Another example: weighing units. An important component in almost every sortation system. One would think a scale just tells the weight, but inside the weighing units, you will find a processor that works as a small computer with the capacity and ability to process all kinds of information specifically related to the process of weighing. This is known as edge analytics.

Both streams of data, edge analytics and raw data, provide valuable insight into the sortation system performance but at different levels. The weighting unit, for example, will have processed the data locally and can tell exactly what’s wrong. The sensors, on the other hand, will leave the conclusion to be made by processing the data. That is data analytics.

Data tell us how every component of the sortation system operates and how the sortation system processes items. When analysing data, patterns begin to reveal themselves in terms of the two subjects: operations and equipment.

For example, the system might find that specific types of packaging often causes manual sortation. Or that a breakdown occurs every time the conveyor belt reaches a certain temperature. Or that a specific pattern of vibrations from the chutes reveal that the machines perform poorly. Instead of this information only being inside someone’s head, the distribution centre can collect and analyse the data to get more insights. The result is essentially a completely transparent distribution centre.

“The result is essentially a completely transparent distribution centre.”

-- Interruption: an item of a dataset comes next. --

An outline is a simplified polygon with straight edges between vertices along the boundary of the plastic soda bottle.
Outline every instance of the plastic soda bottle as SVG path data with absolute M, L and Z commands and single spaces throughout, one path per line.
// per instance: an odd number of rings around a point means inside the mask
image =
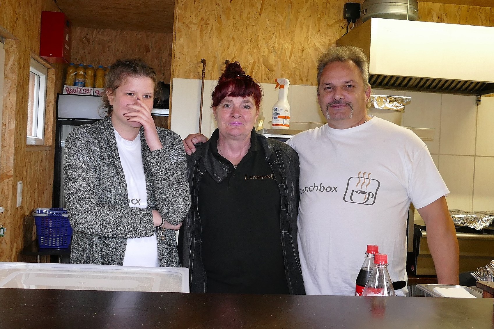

The predictive potential of data

In the process of digitalisation, distribution centres eventually reach a point where experience – gained over time – can be combined with data to reach a predictive level where they can recognise patterns that the human eye would never detect. This is the point where the sortation system provider will be able to step in with experience within automated sortation, to reach the next step; a higher level of digital maturity.

Let’s take a look at some straight forward examples of the value that data creates:

  • The predictive potential. Computers can predict when a breakdown is immediate and tell distribution centres about the exact adjustments they need to make to prevent breakdowns. Just imagine how a reduction of breakdowns could affect the cost per parcel handled!
  • Maintenance professionals can use data to detect when a specific spare part will need to be replaced.
  • Operators can detect if a certain type of parcel is always sorted manually. And why that is. Perhaps the packaging is unsuitable for automated sortation. Perhaps a specific combination of parcels causes trouble when those items follow after each other in the sortation process. Or it can be a myriad of other factors that somehow intervene with production. Insights that are undetectable to the human eye can have a huge impact on the throughput and efficiency of a sortation system.

Get the full overview: Read the Parcel distributors’ guide to digitalisation.

The different levels of digitalisation

Every distribution centre can benefit from digitalisation. But in order to get started, it might be helpful to understand the different levels of digitalisation to determine where your distribution centre finds itself right now.

Most distribution centres would rank at one of the four levels described below. Distribution centres at step 1 or 2 in particular have a vast potential for improving their operations through the use of digitalisation.

1. Manual operations

The pen and paper method. Rules for when the sortation system needs service are typically based on a calendar. Every piece of information is written down and stored manually. Breakdowns are handled once they occur. Repairs or optimisations generally take place when they are obviously required or when throughput drops noticeably.

2. Basic digitalisation

Sensors in automated machinery detect information from the entire sortation system. Information is stored digitally. Every part of the system is constantly monitored. Data are collected and provide a clear view of how the system performs. Data serves as an aid to understand what and why something happened. Operators are data-driven in their work as well and react when digital predetermined conditions are met.

3. Advanced digitalisation

Coupling of numerous data sources reveal patterns about the performance of the system, performance in specific situations and probable outcome. Use of algorithms lets you optimise the system through prediction on both operational and equipment levels.

4. Full digitalisation

The prescriptive level where you know which action to take to eliminate a future problem foreseen by the system. On the equipment level, this could include knowing which parts to exchange when. On the operational level, this includes knowing which decisions to make to avoid a potential bottleneck situation. Depending on the chosen level of autonomy, the system can either propose an action, inform about an action that has been taken, or simply carry out the action autonomously.

Any distribution centre can benefit from digitalisation and, in time, advance to a higher level of digitalisation. However, taking the necessary steps might require some help from a systems provider.